Elle n'était point, en effet, de ces mères enthousiastes qui ne trouvent que des perfections dans leurs enfants par cela seul qu'elles sont les mères de ces enfants; belle elle-même, mais autrement que sa fille, il lui avait fallu longtemps pour voir la beauté de Corysandre, et encore n'avait-elle pu l'admettre sans contestation que lorsqu'elle lui avait été imposée par l'admiration de tous: mais elle n'avait pas encore pu s'habituer à l'idée que cette fille, qui lui ressemblait si peu, pouvait être intelligente. Pour elle, l'intelligence c'était l'intrigue, la ruse, le détour, l'art de mentir utilement et de tromper habilement, l'audace dans le choix des moyens à employer pour atteindre un but et la souplesse dans la mise en exécution de ces moyens, l'ingéniosité à se retourner, l'assurance dans le danger, le calme dans le succès, la fertilité de l'imagination, la fermeté du caractère, de sorte que quand elle se comparait à sa fille et cherchait en celle-ci l'une ou l'autre de ces qualités sans les trouver, elle ne pouvait pas reconnaître qu'elle était intelligente; stupide au contraire, aussi bête que belle.

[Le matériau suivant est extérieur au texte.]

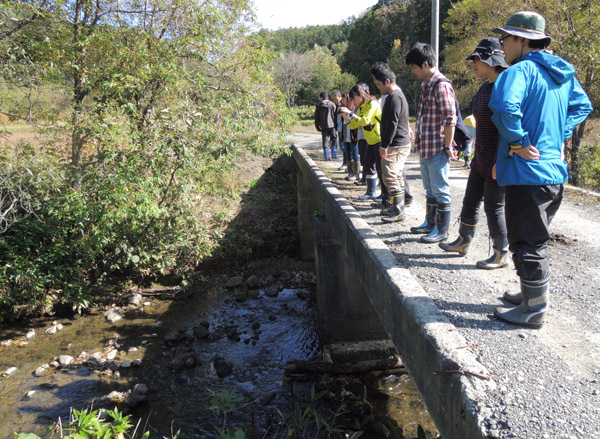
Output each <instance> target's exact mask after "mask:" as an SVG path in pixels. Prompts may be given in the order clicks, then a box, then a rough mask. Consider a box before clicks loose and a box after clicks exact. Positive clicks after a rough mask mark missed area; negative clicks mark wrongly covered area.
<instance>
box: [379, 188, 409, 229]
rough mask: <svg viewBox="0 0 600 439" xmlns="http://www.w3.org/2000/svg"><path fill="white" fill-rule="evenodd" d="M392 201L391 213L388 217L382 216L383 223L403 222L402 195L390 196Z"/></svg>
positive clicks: (403, 208)
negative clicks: (382, 217)
mask: <svg viewBox="0 0 600 439" xmlns="http://www.w3.org/2000/svg"><path fill="white" fill-rule="evenodd" d="M390 198H391V200H392V212H391V214H390V215H387V216H384V217H383V218H381V220H382V221H383V222H385V223H394V222H396V221H403V220H404V217H405V215H404V194H398V193H396V194H393V195H390Z"/></svg>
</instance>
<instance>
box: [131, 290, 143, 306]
mask: <svg viewBox="0 0 600 439" xmlns="http://www.w3.org/2000/svg"><path fill="white" fill-rule="evenodd" d="M142 299H143V298H142V295H141V294H137V293H135V294H132V295H131V296H129V297H128V298H127V303H128V304H130V305H133V306H140V305H141V304H142Z"/></svg>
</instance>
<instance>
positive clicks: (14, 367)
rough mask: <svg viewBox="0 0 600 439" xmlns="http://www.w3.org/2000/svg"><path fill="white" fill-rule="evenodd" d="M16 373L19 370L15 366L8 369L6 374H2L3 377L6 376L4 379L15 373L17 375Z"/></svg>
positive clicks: (5, 371) (5, 370) (6, 370)
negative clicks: (8, 376) (7, 376)
mask: <svg viewBox="0 0 600 439" xmlns="http://www.w3.org/2000/svg"><path fill="white" fill-rule="evenodd" d="M16 371H17V368H16V367H14V366H13V367H9V368H8V369H6V370H5V371H4V372H2V374H1V375H2V376H4V377H6V376H9V375H12V374H13V373H15V372H16Z"/></svg>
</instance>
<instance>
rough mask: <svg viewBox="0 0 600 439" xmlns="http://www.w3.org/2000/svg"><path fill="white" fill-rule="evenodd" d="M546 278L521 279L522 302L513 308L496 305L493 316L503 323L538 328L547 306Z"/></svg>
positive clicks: (528, 327) (542, 322)
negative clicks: (534, 279)
mask: <svg viewBox="0 0 600 439" xmlns="http://www.w3.org/2000/svg"><path fill="white" fill-rule="evenodd" d="M548 280H549V278H546V279H542V280H533V281H531V280H524V279H521V294H522V296H523V302H522V303H521V304H520V305H517V306H515V307H514V308H504V307H498V308H496V310H495V311H494V316H495V317H496V318H497V319H498V320H501V321H503V322H505V323H509V324H511V325H518V326H526V327H528V328H535V329H539V328H541V327H542V325H543V324H544V316H545V315H546V309H547V307H548Z"/></svg>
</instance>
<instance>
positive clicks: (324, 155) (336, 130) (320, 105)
mask: <svg viewBox="0 0 600 439" xmlns="http://www.w3.org/2000/svg"><path fill="white" fill-rule="evenodd" d="M319 97H320V99H321V101H320V102H319V103H318V104H317V108H315V128H316V129H317V131H319V132H321V138H322V140H323V154H324V156H325V160H329V157H330V156H329V148H328V146H327V139H329V144H330V145H331V158H333V159H337V151H336V149H337V123H336V117H337V115H336V113H337V106H336V105H335V104H334V103H333V102H332V101H330V100H329V99H328V95H327V92H326V91H324V92H322V93H321V94H320V95H319Z"/></svg>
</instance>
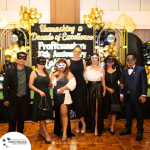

Ce défaut de confiance dans l'intelligence de sa fille lui rendait sa tâche délicate. Avec une fille déliée rien n'eût été plus facile que de lui tracer le canevas d'une scène qui aurait infailliblement amené à ses pieds un homme épris et passionné comme le duc de Naurouse; mais avec elle il n'en pouvait pas être ainsi: ce qu'on lui dirait d'un peu compliqué, elle ne le répéterait pas; ce qu'on lui indiquerait d'un peu fin, elle ne le ferait pas. Il lui fallait quelque chose de simple, de très simple qu'elle pût se mettre dans la tête et exécuter. Mais quelque chose de très simple et de tout à fait primitif agirait-il sur le duc de Naurouse?

Elle chercha dans ce sens; malheureusement elle n'était à son aise que dans ce qui était compliqué, savamment combiné, entortillé à plaisir; tout ce qui était simple lui paraissait fade ou niais, indigne de retenir son attention.

Et cependant, c'était cela qu'il fallait, cela seulement: quelques mots, une intonation, un geste, un regard, et il était entraîné; mais ces quelques mots, cette intonation, ce geste, ce regard, ne pouvaient produire tout leur effet que s'ils étaient en situation.

C'était donc une situation qu'il fallait trouver, et, si elle était bonne, elle porterait la mauvaise comédienne qui la jouerait.

Une partie de la nuit se passa à chercher cette situation; elle en trouva vingt, mais bonnes pour elle-même, non pour Corysandre, se dépitant, s'exaspérant de voir combien il était difficile d'être bête; enfin, de guerre lasse, elle s'endormit.